No lejos de aquí hay una casa adonde se llevan a los desechos humanos. Medio tontos, cretinos, tullidos. Les dan muerte con gas.
—¿Gas?
—Un tipo del sector de camiones me ha jurado que es verdad.
Llegó el kapo y les obligó de nuevo a callarse, amenazando a Karl con su cachiporra. Los kapos llevaban capas y chaquetas oscuras a diferencia de los trajes a rayas de los prisioneros. Todo el mundo les odiaba.
De repente, a través del altavoz empezó a escucharse música. No música de disco, sino música auténtica, interpretada por la orquesta de Buchenwald.
Weinberg guiñó un ojo a Karl.
—Media Filarmónica de Berlín está aquí. A los guardias les gusta la buena música. Alemania se irá al infierno escuchando Das Rheingold (El oro del Rin).
Una mañana de marzo de 1939, mi madre y yo escuchamos voces abajo.

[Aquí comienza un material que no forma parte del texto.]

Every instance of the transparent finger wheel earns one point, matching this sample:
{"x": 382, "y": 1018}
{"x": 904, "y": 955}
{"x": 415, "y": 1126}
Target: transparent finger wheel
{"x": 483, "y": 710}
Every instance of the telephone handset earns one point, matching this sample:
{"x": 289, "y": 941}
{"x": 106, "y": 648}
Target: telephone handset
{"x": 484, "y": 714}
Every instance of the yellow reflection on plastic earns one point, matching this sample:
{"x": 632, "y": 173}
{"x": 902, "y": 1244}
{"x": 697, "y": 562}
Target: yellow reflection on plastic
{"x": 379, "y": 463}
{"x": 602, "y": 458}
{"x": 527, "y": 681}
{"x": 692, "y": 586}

Como es natural, el consultorio de mi padre hacía meses que estaba cerrado. Ni siquiera imaginamos quién pudiera ser.
Seguí a mi madre hasta el viejo consultorio —ella le quitaba el polvo todos los días, lo mantenía limpio con la vana esperanza de que algún día el doctor Josef Weiss reanudara su práctica médica— y abrimos las puertas.
Un hombre alto, con la cabeza rasurada y lentes montados al aire, hacía inventario y removía las cosas, ayudado por dos trabajadores.
El individuo rasurado se inclinó dando un taconazo.
—Buenos días, señora Wéiss. Soy el doctor Heinzen. He sido asignado para ocuparme del consultorio de su marido. ¿Recuerda mi llamada telefónica? Las llaves, por favor.
Mi madre me envió a buscarlas. Podía oír a Heinzen comprobando el equipo de mi padre.
—Rayos X… metabolismo basal… diatermia… autoclave… Volví con el llavero y se lo entregué a mi madre, quien, a su vez, se lo alargó al doctor Heinzen.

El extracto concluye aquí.